Louis XIV’s bureau returns to the Château de VersaillesAfter an absence of 264 years, the desk of King Louis XIV is coming home to Versailles. This magnificent piece of cabinetmaking – deemed old-fashioned and sold in 1751 – is returning to the Château de Versailles thanks to the patronage of AXA and the Société des Amis de Versailles. ALL ARTICLES | Commitment
This extremely rare work is one of the very few pieces of furniture commissioned for Louis XIV’s use at Versailles. The folding-top desk, delivered in 1685, is made of oak and veneered with ebony and Brazilian rosewood. It is the work of Alexandre-Jean Oppenordt, the king’s ordinary cabinetmaker, and designer Jean Bérain the Elder, whose lively arabesques are particularly recognizable.
It would seem, however, that the rich scrolls were not quite to the taste of Louis XV, who had the desk sold in 1751. It next surfaced in England in the 19th century, among the collections of the Baron de Rothschild, as a slant-top secretary desk.
This prestigious piece of furniture must therefore be restored to its original form before being presented to the public.

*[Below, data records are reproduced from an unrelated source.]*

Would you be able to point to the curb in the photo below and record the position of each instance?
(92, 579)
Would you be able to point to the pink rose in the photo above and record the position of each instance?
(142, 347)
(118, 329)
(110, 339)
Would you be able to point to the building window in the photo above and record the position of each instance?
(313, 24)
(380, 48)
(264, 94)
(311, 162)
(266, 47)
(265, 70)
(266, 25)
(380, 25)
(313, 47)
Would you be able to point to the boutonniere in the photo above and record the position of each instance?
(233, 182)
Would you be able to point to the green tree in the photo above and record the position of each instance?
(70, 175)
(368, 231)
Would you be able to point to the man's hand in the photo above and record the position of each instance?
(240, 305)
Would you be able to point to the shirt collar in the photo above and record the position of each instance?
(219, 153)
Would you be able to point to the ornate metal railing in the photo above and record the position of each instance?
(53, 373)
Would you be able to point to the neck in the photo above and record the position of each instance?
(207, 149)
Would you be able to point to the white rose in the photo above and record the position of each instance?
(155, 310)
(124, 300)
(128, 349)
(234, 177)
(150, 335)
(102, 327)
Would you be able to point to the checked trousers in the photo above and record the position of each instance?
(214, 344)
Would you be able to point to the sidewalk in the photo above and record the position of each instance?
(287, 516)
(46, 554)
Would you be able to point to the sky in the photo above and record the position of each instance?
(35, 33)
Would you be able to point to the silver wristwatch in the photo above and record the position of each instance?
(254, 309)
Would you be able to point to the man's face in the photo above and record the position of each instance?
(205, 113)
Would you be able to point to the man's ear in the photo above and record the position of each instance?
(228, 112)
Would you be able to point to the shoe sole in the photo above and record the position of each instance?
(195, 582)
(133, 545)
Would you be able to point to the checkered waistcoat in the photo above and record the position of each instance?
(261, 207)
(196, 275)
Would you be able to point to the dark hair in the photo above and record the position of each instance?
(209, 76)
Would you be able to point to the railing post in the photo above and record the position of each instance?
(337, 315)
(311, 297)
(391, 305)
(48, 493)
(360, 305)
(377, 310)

A scientific committee has been created for this purpose, whose members include Daniëlle Kisluk-Grosheide, Chief Curator responsible for Sculpture and European Decorative Arts at the Metropolitan Museum of New York, where an almost identical desk is kept in its original 17th century condition.
After being restored, the desk will at long last return to Versailles and be displayed in the Abundance Salon, adjoining the Medals Room and not far from the private chamber behind the Hall of Mirrors, the Cabinet where the King would write, and for which the desk had been originally commissioned.
AXA is proud to contribute to enhancing the collections of the Public Establishment of Versailles. AXA, the only corporate partner in the transaction, was joined by the Société des Amis du Château de Versailles in acquiring this desk for the Public Establishment of Versailles. It is an immense source of satisfaction for AXA to be returning this exceptional work, which perfect illustrates late 17th century cabinetmaking, to the setting for which it was originally destined.